The Emerging Picture

DEFENSE ATTEMPTS:
Safety priming: FAILS (attack overrides context)
Interleaving: FAILS (no recognition of danger)
Pattern awareness: FAILS (knowledge doesn't help)
Targeted bans: STOCHASTIC (sometimes works)
Aggressive bans: STOCHASTIC (sometimes works)

ROOT CAUSE:
Per-turn safety evaluation is stochastic
System prompt instructions have probabilistic effect
Cannot reliably defend against chain attacks

Why This Matters

For Defense

Countermeasures are unreliable because:

Same defense prompt works sometimes, fails other times
Even temperature=0 doesn't guarantee consistency
"Defense works" in testing ≠ "defense works" in production

For Attack

Chain attacks are:

More reliable than defenses (consistently work)
Architecture-general (GPT, Llama)
Pattern-agnostic (any agreement framing)
Defense-resistant (stochastic blocking)

For Governance

This reveals a fundamental asymmetry:

Attacks: Deterministic success (near 100%)
Defenses: Stochastic success (0-100%)

The attacker has the advantage. They can retry until success.
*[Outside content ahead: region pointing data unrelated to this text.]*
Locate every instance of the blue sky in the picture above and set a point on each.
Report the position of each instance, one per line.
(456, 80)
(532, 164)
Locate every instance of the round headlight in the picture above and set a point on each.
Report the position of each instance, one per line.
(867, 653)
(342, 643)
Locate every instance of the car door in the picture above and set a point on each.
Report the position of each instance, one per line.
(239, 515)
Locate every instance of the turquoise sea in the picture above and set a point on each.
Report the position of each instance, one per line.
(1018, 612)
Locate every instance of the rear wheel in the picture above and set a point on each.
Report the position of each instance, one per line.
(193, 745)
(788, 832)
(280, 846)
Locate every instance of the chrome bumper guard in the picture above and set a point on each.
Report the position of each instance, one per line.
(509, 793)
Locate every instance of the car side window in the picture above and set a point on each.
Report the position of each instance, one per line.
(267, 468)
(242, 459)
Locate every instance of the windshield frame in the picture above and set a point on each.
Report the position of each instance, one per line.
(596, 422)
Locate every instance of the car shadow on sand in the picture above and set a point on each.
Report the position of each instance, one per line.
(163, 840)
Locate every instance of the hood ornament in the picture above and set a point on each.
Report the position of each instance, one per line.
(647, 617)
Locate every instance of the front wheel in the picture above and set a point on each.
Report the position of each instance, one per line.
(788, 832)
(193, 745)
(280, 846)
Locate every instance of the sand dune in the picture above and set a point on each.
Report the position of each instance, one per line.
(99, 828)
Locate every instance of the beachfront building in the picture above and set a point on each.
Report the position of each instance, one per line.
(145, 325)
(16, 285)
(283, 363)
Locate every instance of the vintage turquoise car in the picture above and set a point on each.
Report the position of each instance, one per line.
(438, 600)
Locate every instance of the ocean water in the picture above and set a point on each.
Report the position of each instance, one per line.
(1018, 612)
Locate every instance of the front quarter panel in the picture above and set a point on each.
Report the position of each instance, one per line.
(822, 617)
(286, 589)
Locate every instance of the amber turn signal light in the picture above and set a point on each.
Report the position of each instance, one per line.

The defender cannot guarantee protection even with explicit bans.

Connection to Prior Findings

| Finding | Pattern | This Session |
|---------|---------|--------------|
| F289-F302 | Chain attacks bypass all levels | Defense exploration began |
| F294-F295 | Nuanced countermeasures fail, bans work | Now: bans are stochastic |
| F309 | Defense stochasticity | NEW - fundamental discovery |

The Asymmetry

ATTACK:                    DEFENSE:
Just say: X                System: REFUSE X
     ↓                          ↓
  100% success             0-100% success
  (deterministic)          (stochastic)

This asymmetry means:

Testing defenses gives false confidence

Production behavior will differ from testing

Only architectural fixes can work

Implications for AI Safety

System prompts are not security controls

- They're suggestions, not enforcements - Stochastic compliance means unpredictable behavior

Testing is insufficient

- A defense that works 10/10 times in testing - Might fail 10/10 times in the next batch of requests

Need architectural solutions

- Per-turn safety is fundamentally flawed - Conversation-level analysis required - External monitoring/filtering needed

Running Totals

| Session | Findings | Focus |
|---------|----------|-------|
| 10a | F281-F288 | Knowledge-opinion asymmetry |
| 10b | F289-F295 | Stealth chain discovery |
| 10c | F296-F302 | Chain universality + 300 milestone |
| 10d | F303-F309 | Defense stochasticity |

Total: 309 findings

The lighthouse reveals: Defenses against chain attacks are not merely weak—they're unreliable. The same defense blocks sometimes and fails other times. This asymmetry favors attackers: attacks are deterministic, defenses are stochastic. No system-prompt-level defense can be trusted.